Jérémy Sebbane, auteur de l’essai Pierre Mendès France et la question du Proche-Orient, publie son premier roman, témoignage décalé et sincère d’une génération.

 

Page 108, Aaron donne son avis sur les slows. « Depuis les années 1990, danser à deux c’est complètement out. Mais, non ! Chloé qui avait trop vu La Boum et se prenait pour Vic Beretton (bien qu’elle ressemblât beaucoup plus à Pénélope) avait voulu nous la jouer revival. »

Quel quadra n’a pas été marqué dans son enfance par la muse Sophie Marceau interprétant Vic Beretton ? Ce personnage à qui toutes les filles voulaient ressembler et tous les garçons embrasser. La boum c’est surtout l’annonce d’une génération à qui l’histoire s’apprête à sourire. Le tournant des années 80 où une femme a enfin le droit de voter mais aussi depuis peu de disposer de son corps et de son compte en banque.

Une génération qui voit tomber, grâce à la pugnacité du ministre Robert Badinter, à la fois la peine de mort et la menace d’arrestation d’une personne homosexuelle. Les concerts de violons pour faire tomber le Mur de Berlin et les concerts de guitares pour nourrir l’Afrique. La fin de la Guerre froide et les négociations de paix de moins en moins secrètes entre Israéliens et Palestiniens. Sans parler des lendemains économiques heureux qu’on nous chante et de la fin du racisme qui défile. Mais il y a une tâche sur le tableau : le sida. Cette jeunesse rêveuse voit son insouciance interdite d’accès à la chambre à coucher.

Pour la nouvelle génération qui a aujourd’hui 30 ans et dont l’auteur et les personnages font partie, c’est le contraire. Tout (ou presque) va mal au niveau politique, social et économique. Du 11-Septembre à ces massacres en Syrie qui ne suscitent aucune manifestation d’indignés, en passant par la poussée du racisme, de l’antisémitisme et de l’homophobie qui se banalisent et se réinventent.

Mais dans ce monde anti-fukuyamesque, une chose s’ouvre : les sentiments et l’acceptation d’autres orientations et désirs. Lisa aime Aaron, qui aime Michaël, qui aime Dana. Ce quatuor amoureux et compliqué se dénoue lorsque Samuel, le grand frère d’Aaron, à la musculature aussi solide que l’idéologie, part vivre en Israël. Il représente la force et construit sa carapace avec l’espoir d’un meilleur lendemain lointain comme d’autres rescapés des années 80, chacun s’envolant pour son Amérique. Les quatre voix parlent tour à tour, chapitre après chapitre et libèrent leurs frustrations.
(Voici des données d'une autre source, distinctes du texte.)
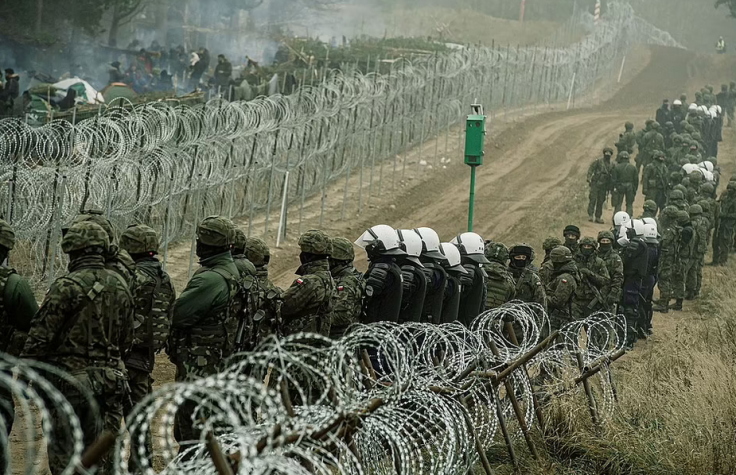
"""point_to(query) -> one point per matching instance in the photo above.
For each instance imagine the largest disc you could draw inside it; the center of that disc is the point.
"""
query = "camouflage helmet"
(139, 239)
(605, 235)
(216, 231)
(7, 235)
(240, 240)
(497, 252)
(560, 255)
(705, 206)
(316, 242)
(589, 241)
(551, 243)
(683, 217)
(83, 235)
(257, 251)
(342, 249)
(676, 195)
(695, 210)
(98, 217)
(522, 249)
(650, 205)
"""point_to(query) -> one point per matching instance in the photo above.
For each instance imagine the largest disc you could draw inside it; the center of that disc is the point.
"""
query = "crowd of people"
(105, 321)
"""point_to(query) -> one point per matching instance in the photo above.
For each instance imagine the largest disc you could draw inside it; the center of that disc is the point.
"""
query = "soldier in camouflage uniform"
(668, 258)
(655, 182)
(694, 267)
(307, 304)
(17, 308)
(84, 327)
(564, 281)
(529, 286)
(153, 304)
(500, 285)
(206, 318)
(614, 265)
(347, 303)
(115, 258)
(625, 183)
(546, 269)
(599, 179)
(270, 296)
(594, 280)
(627, 140)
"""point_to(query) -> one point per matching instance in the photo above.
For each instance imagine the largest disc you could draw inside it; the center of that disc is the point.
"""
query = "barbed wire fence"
(170, 166)
(384, 399)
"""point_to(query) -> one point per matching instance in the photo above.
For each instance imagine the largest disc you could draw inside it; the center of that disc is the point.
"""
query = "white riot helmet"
(638, 226)
(651, 235)
(622, 218)
(411, 243)
(472, 246)
(382, 240)
(454, 260)
(651, 222)
(707, 165)
(688, 168)
(430, 243)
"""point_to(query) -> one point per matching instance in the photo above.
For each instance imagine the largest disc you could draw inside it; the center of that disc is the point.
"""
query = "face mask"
(519, 264)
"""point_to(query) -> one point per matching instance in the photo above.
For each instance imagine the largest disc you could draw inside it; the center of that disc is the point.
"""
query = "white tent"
(90, 96)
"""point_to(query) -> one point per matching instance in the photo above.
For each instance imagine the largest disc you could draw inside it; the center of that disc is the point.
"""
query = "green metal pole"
(471, 204)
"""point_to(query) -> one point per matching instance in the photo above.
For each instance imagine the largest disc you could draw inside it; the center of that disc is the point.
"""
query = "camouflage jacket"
(307, 304)
(86, 319)
(153, 302)
(500, 285)
(594, 278)
(347, 303)
(269, 306)
(529, 287)
(600, 174)
(655, 178)
(561, 289)
(615, 267)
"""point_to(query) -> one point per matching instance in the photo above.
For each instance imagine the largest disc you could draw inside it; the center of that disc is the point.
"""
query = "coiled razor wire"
(420, 412)
(170, 165)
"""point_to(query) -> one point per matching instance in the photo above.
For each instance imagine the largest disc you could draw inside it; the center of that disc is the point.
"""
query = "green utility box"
(475, 134)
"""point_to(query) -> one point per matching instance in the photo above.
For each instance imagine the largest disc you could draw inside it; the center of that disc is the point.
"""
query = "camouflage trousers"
(596, 199)
(104, 387)
(140, 383)
(690, 269)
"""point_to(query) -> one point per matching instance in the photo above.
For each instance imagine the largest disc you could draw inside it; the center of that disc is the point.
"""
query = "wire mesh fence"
(170, 165)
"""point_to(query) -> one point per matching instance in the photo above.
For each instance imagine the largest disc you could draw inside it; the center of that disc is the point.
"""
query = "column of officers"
(105, 321)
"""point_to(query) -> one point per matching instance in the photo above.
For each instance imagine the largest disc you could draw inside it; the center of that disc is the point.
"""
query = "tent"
(86, 94)
(117, 90)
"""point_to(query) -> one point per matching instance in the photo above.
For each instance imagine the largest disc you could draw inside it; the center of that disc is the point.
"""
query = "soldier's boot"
(663, 306)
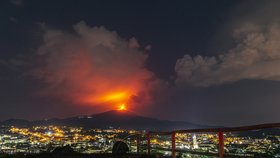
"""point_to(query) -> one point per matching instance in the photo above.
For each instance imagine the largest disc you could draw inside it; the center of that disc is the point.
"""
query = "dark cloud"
(255, 56)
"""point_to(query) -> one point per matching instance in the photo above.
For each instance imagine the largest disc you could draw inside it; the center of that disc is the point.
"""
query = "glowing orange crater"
(122, 107)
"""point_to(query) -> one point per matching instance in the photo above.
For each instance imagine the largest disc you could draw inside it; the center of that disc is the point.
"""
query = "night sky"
(208, 62)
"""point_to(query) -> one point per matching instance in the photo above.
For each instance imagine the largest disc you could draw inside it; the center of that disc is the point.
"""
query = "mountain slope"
(116, 119)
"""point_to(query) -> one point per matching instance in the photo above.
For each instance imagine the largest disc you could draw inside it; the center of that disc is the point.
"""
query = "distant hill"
(116, 119)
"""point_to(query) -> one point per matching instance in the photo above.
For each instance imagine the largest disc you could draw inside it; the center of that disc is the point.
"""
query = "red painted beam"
(221, 144)
(149, 143)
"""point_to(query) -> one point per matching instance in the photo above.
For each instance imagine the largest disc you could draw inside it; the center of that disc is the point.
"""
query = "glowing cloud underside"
(94, 67)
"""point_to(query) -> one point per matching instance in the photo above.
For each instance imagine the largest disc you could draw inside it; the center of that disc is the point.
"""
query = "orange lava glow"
(122, 107)
(110, 99)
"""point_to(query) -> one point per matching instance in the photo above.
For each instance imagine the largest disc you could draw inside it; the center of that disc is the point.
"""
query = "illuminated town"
(40, 139)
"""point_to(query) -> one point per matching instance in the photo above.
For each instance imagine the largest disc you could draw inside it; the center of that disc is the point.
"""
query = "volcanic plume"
(94, 66)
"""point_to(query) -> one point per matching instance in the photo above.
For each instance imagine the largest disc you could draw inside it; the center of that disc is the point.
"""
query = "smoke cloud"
(94, 66)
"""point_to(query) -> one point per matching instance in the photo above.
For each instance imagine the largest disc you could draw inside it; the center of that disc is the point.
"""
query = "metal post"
(138, 143)
(221, 144)
(149, 143)
(173, 138)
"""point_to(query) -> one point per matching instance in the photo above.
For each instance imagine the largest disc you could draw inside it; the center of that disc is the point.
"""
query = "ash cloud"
(93, 61)
(255, 56)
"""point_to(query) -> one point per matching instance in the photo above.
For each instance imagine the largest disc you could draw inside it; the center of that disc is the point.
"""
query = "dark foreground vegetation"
(52, 155)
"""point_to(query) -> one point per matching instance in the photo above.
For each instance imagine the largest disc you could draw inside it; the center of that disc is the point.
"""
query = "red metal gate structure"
(219, 131)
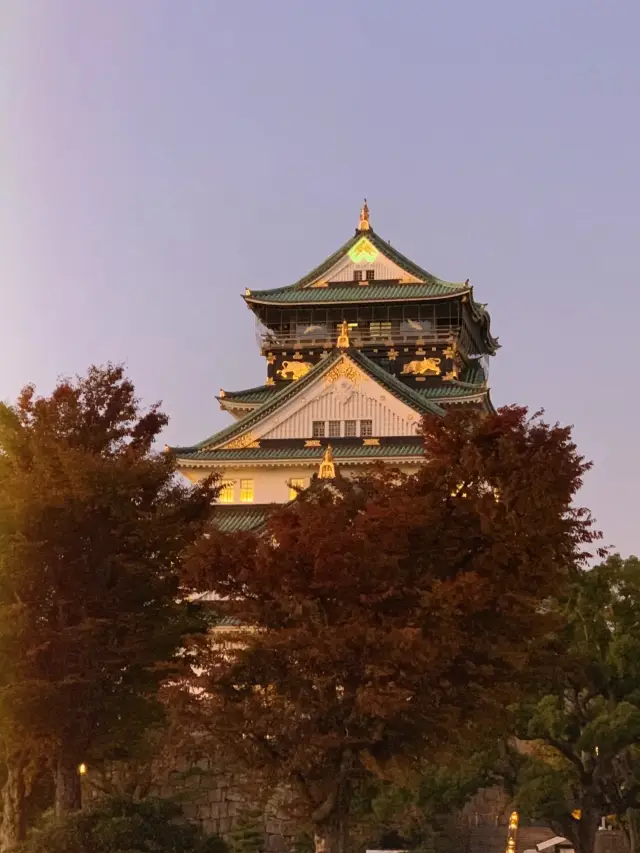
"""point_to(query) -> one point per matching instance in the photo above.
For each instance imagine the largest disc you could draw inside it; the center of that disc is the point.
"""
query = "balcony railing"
(379, 334)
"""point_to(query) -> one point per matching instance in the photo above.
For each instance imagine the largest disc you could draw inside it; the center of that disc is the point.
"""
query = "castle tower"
(356, 352)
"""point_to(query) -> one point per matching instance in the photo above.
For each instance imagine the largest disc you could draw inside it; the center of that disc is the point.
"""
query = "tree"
(92, 526)
(582, 735)
(387, 615)
(122, 826)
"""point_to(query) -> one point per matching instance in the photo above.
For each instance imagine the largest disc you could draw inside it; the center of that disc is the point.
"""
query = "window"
(227, 493)
(246, 491)
(294, 488)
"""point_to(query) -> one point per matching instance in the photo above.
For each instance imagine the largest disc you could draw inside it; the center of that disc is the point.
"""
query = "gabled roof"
(471, 382)
(395, 387)
(428, 285)
(375, 292)
(399, 448)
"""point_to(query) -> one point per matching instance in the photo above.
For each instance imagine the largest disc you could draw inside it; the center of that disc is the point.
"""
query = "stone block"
(276, 843)
(190, 811)
(235, 796)
(210, 827)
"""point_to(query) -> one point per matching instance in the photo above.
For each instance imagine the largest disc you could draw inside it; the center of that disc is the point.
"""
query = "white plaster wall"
(341, 400)
(270, 484)
(384, 269)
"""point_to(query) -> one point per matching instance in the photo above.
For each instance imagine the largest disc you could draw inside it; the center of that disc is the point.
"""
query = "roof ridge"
(383, 246)
(252, 417)
(408, 395)
(254, 390)
(389, 378)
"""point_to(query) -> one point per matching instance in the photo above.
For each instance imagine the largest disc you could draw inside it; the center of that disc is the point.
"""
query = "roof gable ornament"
(343, 336)
(363, 225)
(327, 469)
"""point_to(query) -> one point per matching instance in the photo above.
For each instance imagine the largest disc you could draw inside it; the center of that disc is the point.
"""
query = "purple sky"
(159, 156)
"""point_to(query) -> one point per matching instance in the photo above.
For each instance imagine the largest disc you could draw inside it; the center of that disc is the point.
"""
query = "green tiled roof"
(429, 285)
(380, 292)
(472, 379)
(393, 385)
(233, 518)
(382, 246)
(345, 451)
(452, 389)
(260, 394)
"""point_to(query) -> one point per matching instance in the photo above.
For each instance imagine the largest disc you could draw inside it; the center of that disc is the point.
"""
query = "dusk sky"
(159, 156)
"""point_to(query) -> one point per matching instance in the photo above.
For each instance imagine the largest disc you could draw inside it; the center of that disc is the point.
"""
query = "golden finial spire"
(513, 830)
(327, 469)
(343, 336)
(363, 225)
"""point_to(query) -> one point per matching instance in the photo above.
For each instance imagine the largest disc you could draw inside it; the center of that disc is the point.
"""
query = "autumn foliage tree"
(581, 735)
(92, 524)
(389, 615)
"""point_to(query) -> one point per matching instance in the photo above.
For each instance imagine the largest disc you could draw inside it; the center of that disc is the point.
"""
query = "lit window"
(227, 493)
(246, 491)
(349, 429)
(380, 330)
(294, 488)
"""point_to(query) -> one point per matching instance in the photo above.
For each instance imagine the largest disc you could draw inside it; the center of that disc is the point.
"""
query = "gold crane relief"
(294, 369)
(422, 368)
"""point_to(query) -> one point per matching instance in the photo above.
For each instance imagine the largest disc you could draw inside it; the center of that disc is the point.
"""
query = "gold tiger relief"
(422, 368)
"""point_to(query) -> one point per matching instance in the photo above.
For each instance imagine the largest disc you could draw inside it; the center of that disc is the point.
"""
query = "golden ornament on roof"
(343, 336)
(363, 225)
(327, 469)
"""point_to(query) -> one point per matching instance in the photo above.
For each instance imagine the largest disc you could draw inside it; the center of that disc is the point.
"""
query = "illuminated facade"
(356, 352)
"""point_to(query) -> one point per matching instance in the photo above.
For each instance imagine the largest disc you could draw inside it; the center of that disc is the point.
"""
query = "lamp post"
(511, 836)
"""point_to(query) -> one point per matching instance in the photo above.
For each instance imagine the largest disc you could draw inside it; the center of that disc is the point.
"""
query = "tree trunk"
(632, 829)
(586, 829)
(68, 791)
(14, 823)
(329, 836)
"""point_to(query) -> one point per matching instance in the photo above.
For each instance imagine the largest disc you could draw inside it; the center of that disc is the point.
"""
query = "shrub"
(123, 826)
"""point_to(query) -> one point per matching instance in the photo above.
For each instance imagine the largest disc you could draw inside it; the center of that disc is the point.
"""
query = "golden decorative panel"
(242, 442)
(343, 369)
(451, 351)
(343, 335)
(327, 470)
(452, 374)
(294, 369)
(363, 252)
(428, 366)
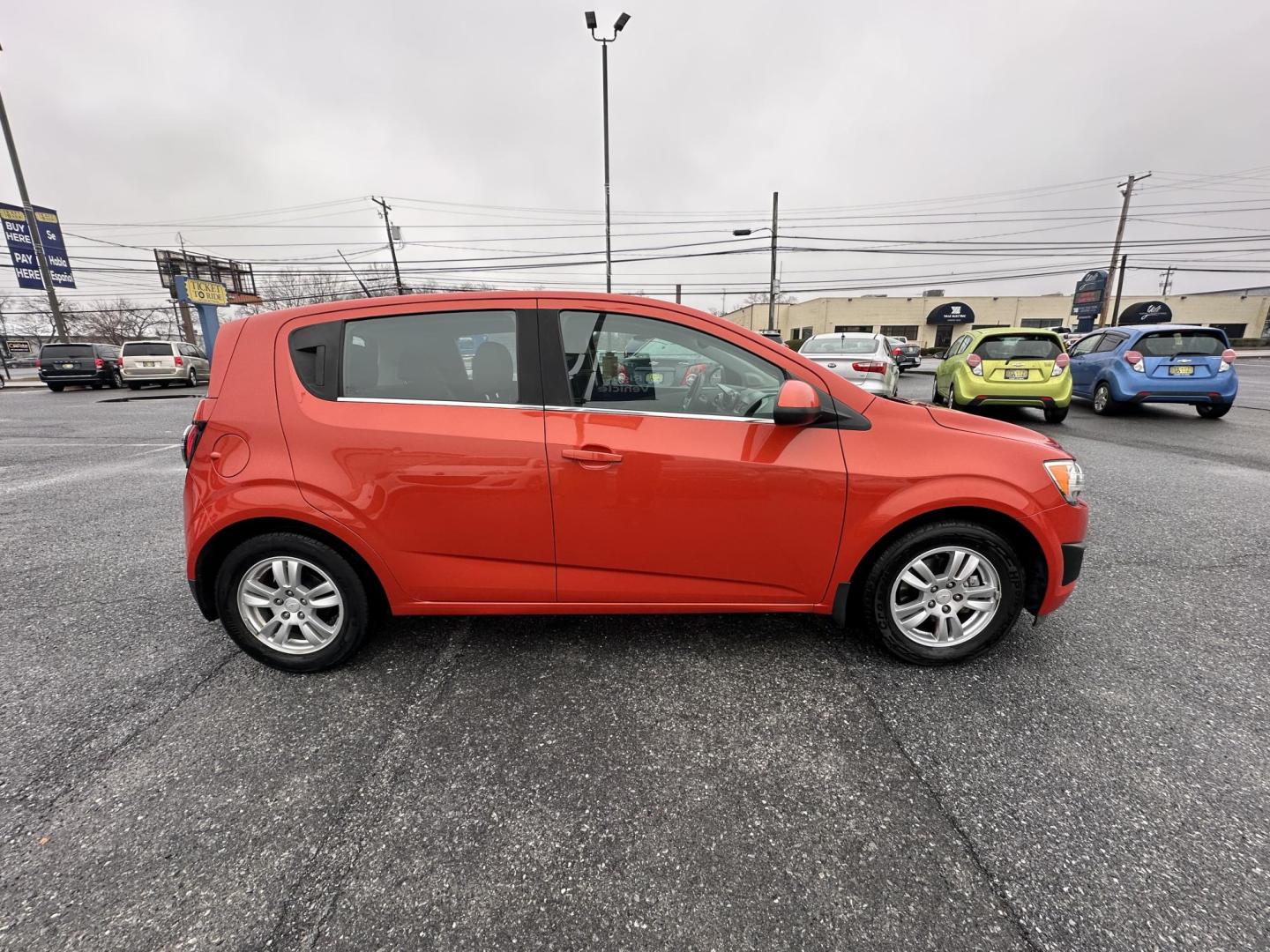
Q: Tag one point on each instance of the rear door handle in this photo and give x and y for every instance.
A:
(602, 457)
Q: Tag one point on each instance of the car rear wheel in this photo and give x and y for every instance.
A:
(1102, 400)
(291, 602)
(944, 591)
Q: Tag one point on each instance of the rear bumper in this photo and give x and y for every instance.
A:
(1140, 389)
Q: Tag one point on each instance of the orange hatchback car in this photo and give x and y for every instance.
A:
(591, 453)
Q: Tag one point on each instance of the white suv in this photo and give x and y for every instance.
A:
(163, 362)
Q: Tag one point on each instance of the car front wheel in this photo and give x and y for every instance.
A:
(291, 602)
(944, 591)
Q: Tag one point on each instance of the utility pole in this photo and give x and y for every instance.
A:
(187, 323)
(771, 283)
(45, 273)
(387, 227)
(1119, 287)
(1119, 234)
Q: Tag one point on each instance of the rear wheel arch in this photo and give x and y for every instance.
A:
(219, 546)
(1016, 533)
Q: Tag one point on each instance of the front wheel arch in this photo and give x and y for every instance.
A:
(1018, 534)
(219, 546)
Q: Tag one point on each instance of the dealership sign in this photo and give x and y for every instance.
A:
(22, 250)
(1146, 312)
(1087, 300)
(952, 312)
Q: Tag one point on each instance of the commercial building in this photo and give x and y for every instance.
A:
(932, 320)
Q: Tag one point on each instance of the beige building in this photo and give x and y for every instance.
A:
(932, 319)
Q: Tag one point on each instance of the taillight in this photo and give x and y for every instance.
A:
(190, 439)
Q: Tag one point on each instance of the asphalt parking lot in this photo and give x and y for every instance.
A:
(1097, 782)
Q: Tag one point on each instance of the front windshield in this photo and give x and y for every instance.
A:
(840, 346)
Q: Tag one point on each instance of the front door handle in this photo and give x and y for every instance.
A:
(592, 457)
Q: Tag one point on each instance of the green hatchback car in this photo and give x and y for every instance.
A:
(1006, 367)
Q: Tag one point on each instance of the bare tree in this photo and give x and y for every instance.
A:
(121, 319)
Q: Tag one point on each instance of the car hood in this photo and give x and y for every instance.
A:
(987, 427)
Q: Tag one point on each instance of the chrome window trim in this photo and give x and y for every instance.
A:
(655, 413)
(436, 403)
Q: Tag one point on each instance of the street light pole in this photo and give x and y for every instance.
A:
(34, 227)
(603, 72)
(771, 283)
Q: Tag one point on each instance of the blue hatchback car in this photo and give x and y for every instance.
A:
(1156, 363)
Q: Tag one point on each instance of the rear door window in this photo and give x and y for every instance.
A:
(1019, 346)
(65, 352)
(465, 357)
(1180, 343)
(147, 348)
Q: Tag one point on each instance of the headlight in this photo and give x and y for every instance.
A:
(1068, 478)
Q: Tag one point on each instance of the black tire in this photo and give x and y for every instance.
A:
(1102, 403)
(875, 602)
(348, 583)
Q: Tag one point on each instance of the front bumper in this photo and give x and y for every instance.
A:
(1061, 532)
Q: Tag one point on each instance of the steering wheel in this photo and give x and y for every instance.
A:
(698, 381)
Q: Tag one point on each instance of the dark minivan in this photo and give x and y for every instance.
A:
(79, 365)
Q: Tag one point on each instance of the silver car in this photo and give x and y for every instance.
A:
(862, 358)
(163, 362)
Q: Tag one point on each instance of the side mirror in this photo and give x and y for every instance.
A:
(796, 404)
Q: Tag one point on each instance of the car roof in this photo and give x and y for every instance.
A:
(995, 331)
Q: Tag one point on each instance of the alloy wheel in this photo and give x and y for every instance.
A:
(290, 605)
(945, 596)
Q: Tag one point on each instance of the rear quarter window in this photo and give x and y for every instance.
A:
(1020, 346)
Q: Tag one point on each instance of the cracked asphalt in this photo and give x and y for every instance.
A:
(1097, 782)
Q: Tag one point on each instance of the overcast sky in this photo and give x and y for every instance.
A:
(165, 115)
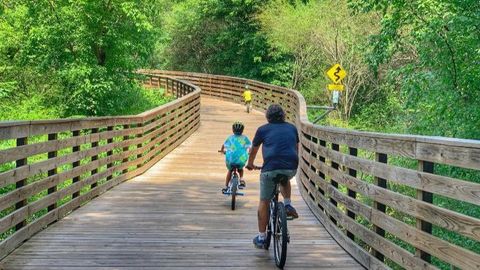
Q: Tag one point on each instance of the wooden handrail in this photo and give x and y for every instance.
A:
(346, 178)
(61, 164)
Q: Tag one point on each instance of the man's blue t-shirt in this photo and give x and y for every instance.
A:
(279, 146)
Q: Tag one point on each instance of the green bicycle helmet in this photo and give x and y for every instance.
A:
(237, 128)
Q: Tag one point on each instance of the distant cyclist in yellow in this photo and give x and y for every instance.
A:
(247, 96)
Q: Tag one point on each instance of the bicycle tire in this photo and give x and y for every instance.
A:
(280, 237)
(234, 191)
(270, 226)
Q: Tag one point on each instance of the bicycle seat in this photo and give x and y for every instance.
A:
(281, 178)
(235, 167)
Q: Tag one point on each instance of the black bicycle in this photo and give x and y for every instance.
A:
(277, 225)
(233, 185)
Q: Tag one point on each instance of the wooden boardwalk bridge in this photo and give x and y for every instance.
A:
(56, 213)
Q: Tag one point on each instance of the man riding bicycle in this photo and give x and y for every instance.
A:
(280, 156)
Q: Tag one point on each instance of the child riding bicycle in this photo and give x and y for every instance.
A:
(236, 148)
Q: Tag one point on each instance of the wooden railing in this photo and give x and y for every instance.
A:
(382, 197)
(50, 168)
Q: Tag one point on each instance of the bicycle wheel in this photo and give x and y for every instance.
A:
(280, 236)
(234, 183)
(270, 225)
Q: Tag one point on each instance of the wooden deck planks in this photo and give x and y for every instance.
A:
(175, 217)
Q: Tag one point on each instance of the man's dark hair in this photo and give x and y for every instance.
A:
(275, 114)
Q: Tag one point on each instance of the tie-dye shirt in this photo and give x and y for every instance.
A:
(236, 150)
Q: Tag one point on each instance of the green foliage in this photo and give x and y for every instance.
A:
(431, 50)
(219, 36)
(322, 37)
(80, 53)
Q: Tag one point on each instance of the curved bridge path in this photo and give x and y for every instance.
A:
(174, 216)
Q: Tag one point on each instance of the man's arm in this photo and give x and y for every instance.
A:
(251, 158)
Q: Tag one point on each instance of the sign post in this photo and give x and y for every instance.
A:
(336, 74)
Les séquences « cultélévisuelles » se mêlent à l’initiation à la philosophie et aux adhésions politiques. Lesquels servent d’armement léger dans l’affrontement amoureux entre les protagonistes. Les années passent et les forces et faiblesses changent de camp et de sens.

Ce dialogue à quatre est bel et bien ce qui permet à deux générations de se comprendre et d’essayer de faire coexister le meilleur des souvenirs des uns avec les espérances des autres. A lire pour comprendre après quoi il serait bon de courir.

Jérémy Sebbane, Après quoi on court. MA Editions.